Sunday, September 27, 2009

From JCGarden "Wheat Field" to Communion Loaf


Today, a sunny Sunday in the fall of 2009, a full year after sowing tiny wheat seeds in the Fall of 2008, a "miracle" loaf of communion bread, home-grown, -ground, -baked and promise-filled, lay upon the altar.

Leavenworth - the village - celebrated Autumn Leaf Festival this weekend. Leavenworth United Methodist - the church - joined in and celebrated Autumn Leaf Harvest Sunday. And the Sunday celebration made the weekend festivities complete.

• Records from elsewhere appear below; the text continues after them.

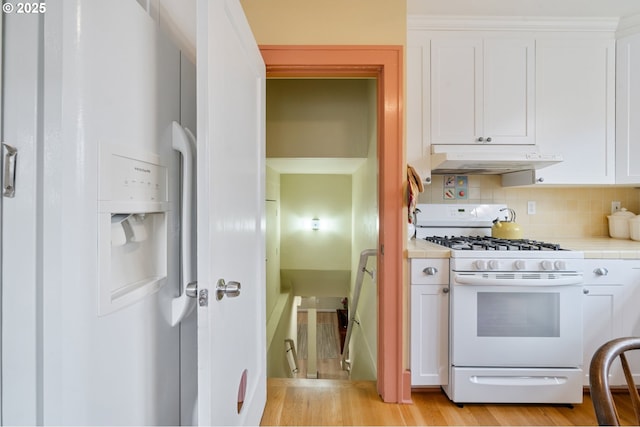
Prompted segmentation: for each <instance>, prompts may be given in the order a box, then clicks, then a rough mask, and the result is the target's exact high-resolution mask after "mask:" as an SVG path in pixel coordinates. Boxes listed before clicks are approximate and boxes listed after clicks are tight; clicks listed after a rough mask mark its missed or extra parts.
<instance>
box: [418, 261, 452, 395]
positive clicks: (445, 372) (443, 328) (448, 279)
mask: <svg viewBox="0 0 640 427" xmlns="http://www.w3.org/2000/svg"><path fill="white" fill-rule="evenodd" d="M410 328H411V385H412V386H437V385H446V384H448V380H449V260H448V259H422V258H420V259H412V260H411V325H410Z"/></svg>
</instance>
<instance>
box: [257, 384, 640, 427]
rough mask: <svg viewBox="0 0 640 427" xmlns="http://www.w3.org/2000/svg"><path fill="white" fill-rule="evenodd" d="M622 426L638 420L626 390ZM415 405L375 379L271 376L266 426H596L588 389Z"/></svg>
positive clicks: (439, 396) (631, 423) (440, 397)
mask: <svg viewBox="0 0 640 427" xmlns="http://www.w3.org/2000/svg"><path fill="white" fill-rule="evenodd" d="M614 396H615V400H616V401H617V402H619V405H620V406H619V413H620V418H621V423H622V425H633V424H634V423H635V421H632V420H635V418H634V415H633V409H632V408H631V406H630V405H631V404H630V400H629V398H628V394H625V393H616V394H615V395H614ZM412 399H413V404H391V403H383V402H382V401H381V399H380V397H379V396H378V393H377V391H376V385H375V382H372V381H346V380H309V379H293V378H292V379H286V378H270V379H269V380H268V382H267V406H266V408H265V411H264V415H263V417H262V422H261V425H263V426H292V425H307V426H313V425H316V426H319V425H323V426H324V425H326V426H329V425H368V426H369V425H370V426H373V425H395V426H447V425H450V426H554V425H555V426H574V425H576V426H589V425H597V422H596V417H595V413H594V411H593V406H592V403H591V398H590V397H589V394H588V393H585V395H584V401H583V403H582V404H580V405H574V406H573V408H570V407H567V406H559V405H500V404H466V405H464V407H462V408H460V407H458V406H457V405H455V404H454V403H452V402H451V401H449V399H448V398H447V397H446V395H445V394H444V393H443V392H442V391H439V390H437V391H436V390H434V391H429V392H414V393H413V394H412Z"/></svg>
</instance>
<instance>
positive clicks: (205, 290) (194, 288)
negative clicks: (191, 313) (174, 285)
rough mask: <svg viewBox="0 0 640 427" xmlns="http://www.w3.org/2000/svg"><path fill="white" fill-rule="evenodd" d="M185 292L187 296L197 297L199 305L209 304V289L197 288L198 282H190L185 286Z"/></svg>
mask: <svg viewBox="0 0 640 427" xmlns="http://www.w3.org/2000/svg"><path fill="white" fill-rule="evenodd" d="M185 293H186V294H187V296H188V297H189V298H198V305H199V306H200V307H208V306H209V291H208V290H207V289H200V290H198V282H190V283H189V284H187V287H186V288H185Z"/></svg>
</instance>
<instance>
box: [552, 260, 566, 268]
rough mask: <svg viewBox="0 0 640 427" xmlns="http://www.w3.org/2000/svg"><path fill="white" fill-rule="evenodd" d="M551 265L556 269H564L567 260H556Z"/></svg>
mask: <svg viewBox="0 0 640 427" xmlns="http://www.w3.org/2000/svg"><path fill="white" fill-rule="evenodd" d="M553 266H554V267H555V268H556V270H566V269H567V262H566V261H563V260H558V261H556V262H554V263H553Z"/></svg>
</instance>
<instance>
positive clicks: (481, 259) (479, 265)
mask: <svg viewBox="0 0 640 427" xmlns="http://www.w3.org/2000/svg"><path fill="white" fill-rule="evenodd" d="M473 265H474V266H475V267H476V270H486V269H487V261H485V260H482V259H479V260H477V261H474V262H473Z"/></svg>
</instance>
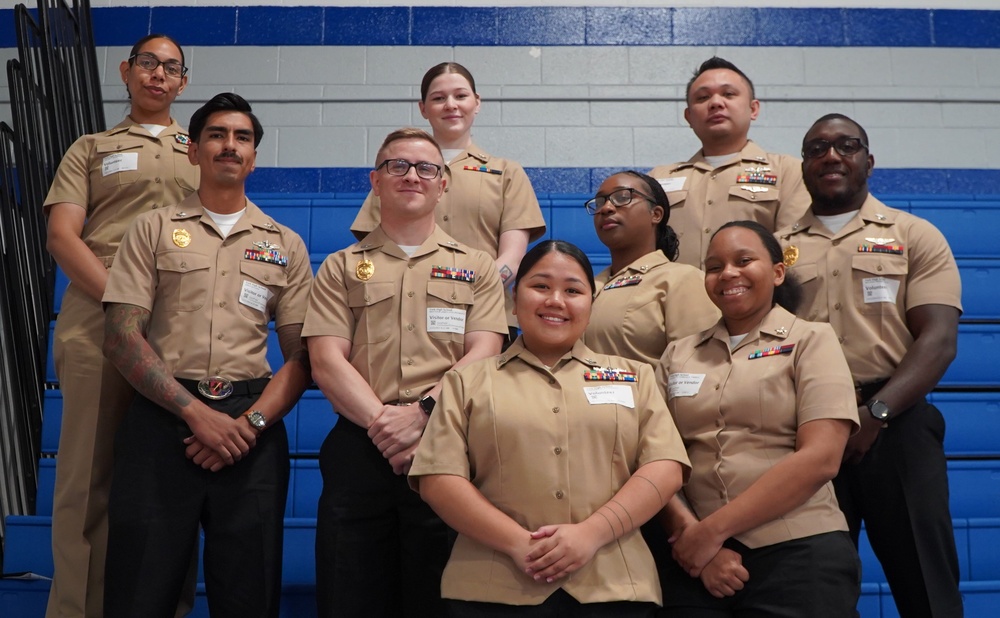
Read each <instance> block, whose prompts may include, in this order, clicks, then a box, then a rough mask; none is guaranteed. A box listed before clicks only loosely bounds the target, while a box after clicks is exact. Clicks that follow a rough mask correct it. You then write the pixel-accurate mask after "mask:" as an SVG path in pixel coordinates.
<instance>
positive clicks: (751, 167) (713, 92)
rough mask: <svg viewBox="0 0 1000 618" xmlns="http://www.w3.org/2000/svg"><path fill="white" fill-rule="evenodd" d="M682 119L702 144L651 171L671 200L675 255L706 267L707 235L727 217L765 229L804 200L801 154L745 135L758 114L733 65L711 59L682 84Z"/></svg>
mask: <svg viewBox="0 0 1000 618" xmlns="http://www.w3.org/2000/svg"><path fill="white" fill-rule="evenodd" d="M686 100H687V107H686V108H685V109H684V119H685V120H686V121H687V122H688V124H689V125H691V129H692V130H693V131H694V133H695V135H697V136H698V139H699V140H700V141H701V150H699V151H698V152H697V153H695V155H694V156H693V157H691V158H690V159H688V160H687V161H684V162H682V163H674V164H672V165H661V166H659V167H656V168H654V169H653V171H651V172H650V173H649V175H650V176H652V177H653V178H656V179H657V180H659V181H660V184H661V185H663V189H664V190H665V191H666V192H667V198H668V199H669V200H670V227H672V228H674V231H675V232H676V233H677V237H678V239H680V254H679V255H678V258H677V260H676V261H678V262H681V263H682V264H690V265H692V266H694V267H696V268H702V269H703V266H704V265H703V262H704V260H705V251H706V250H707V249H708V241H709V240H710V239H711V238H712V234H714V233H715V231H716V230H717V229H719V227H720V226H721V225H723V224H724V223H728V222H729V221H736V220H739V219H750V220H753V221H756V222H758V223H760V224H761V225H763V226H764V227H765V228H767V229H768V230H770V231H772V232H773V231H774V230H776V229H778V228H779V227H782V226H784V225H788V224H790V223H792V222H794V221H795V220H796V219H798V218H799V217H801V216H802V214H803V213H804V212H805V210H806V207H808V206H809V194H808V192H806V189H805V186H803V184H802V172H801V170H800V169H799V160H798V159H796V158H795V157H790V156H788V155H782V154H774V153H771V152H766V151H764V149H763V148H761V147H760V146H758V145H757V144H755V143H754V142H752V141H750V138H749V137H747V135H748V134H749V132H750V123H751V122H752V121H754V120H756V119H757V115H758V114H759V113H760V101H758V100H757V99H756V97H755V94H754V87H753V82H751V81H750V78H749V77H747V76H746V74H745V73H743V71H741V70H739V69H738V68H737V67H736V65H734V64H733V63H731V62H729V61H727V60H723V59H722V58H717V57H712V58H709V59H708V60H706V61H705V62H703V63H702V64H701V66H700V67H698V70H697V71H695V74H694V77H692V78H691V81H689V82H688V84H687V92H686Z"/></svg>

During the worship hour, thanks was given for the fullness of the earth - apple and pear trees laden with fruit in our valley - evident in our own Jerusalem Cross Garden with its' red tomatoes and mini wheat field. Then the special home grown loaf of bread was broken, the wine poured, and on our knees the heavenly feast partaken of. This is my body broken for you. This is my blood of the new covenant poured out for you and for many for the forgiveness of sins. Do this as often as you eat this bread and drink this wine in remembrance of me. And we were reminded that fullness came and comes, not in harvesting more and more of worldly pleasures and things, but in the constant planting, through self-emptying love and sacrifice, of acts of compassion and justice.

More than the harvest of pears and apples and grapes and veggies was celebrated this Autumn Leaf Festival as the surrounding hills change color. For this weekend our lives were colored with the divine as we took our place at both the banquet table of creation (in the harvest meal of local food following worship) and the heavenly banquet of holy communion, while in my own mind sounded the words and refrain of the Taize Alleluia:
Man shall not live by bread alone,
but by every word,
that proceeds from the mouth of God
Allelu alleluia.
Truly, we were fed in both body and soul.